Although it is two years since we raised the need to look at High Pressure Laminate (HPL) with government, five years since an HPL system combined with combustible insulation failed a fire test and 10 years since HPL panels helped spread the fire at Lakanal House where six people died, advice has only just been issued on the level of risk posed by HPL cladding.
Given the expert panel’s advice that European Class C and D panels are unlikely to adequately resist the spread of fire and that any HPL panel when combined with combustible insulation is also unlikely to adequately resist the spread of fire, government needs to give immediate consideration to funding the removal of HPL cladding systems from high-rise residential buildings.
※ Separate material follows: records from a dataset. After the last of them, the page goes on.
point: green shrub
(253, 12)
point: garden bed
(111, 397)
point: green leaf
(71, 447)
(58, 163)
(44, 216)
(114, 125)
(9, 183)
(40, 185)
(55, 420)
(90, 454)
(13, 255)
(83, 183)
It cannot be right when the building owners of blocks with ACM cladding are receiving financial assistance that we do not extend the same help to those with HPL cladding.
Delays to the testing of cladding materials leaves residents facing another summer of uncertainty
In addition the government needs to publish the results of all the other tests it has conducted so far to reassure residents and help building owners.
We will be encouraging our members to push private owners to claim the money the government is making available to deal with ACM. We have previously raised the need to fund the replacement of all forms of dangerous cladding with the government and we are pleased to see the Housing, Communities and Local Government Select Committee recommend that the government should do so.
For some councils the sheer volume of high rise buildings makes the job of collecting data on cladding systems a mammoth task which will require additional staff – especially in cases where private owners are hard to trace or refuse to cooperate. The government needs to provide the funding it is planning for this work as soon as possible.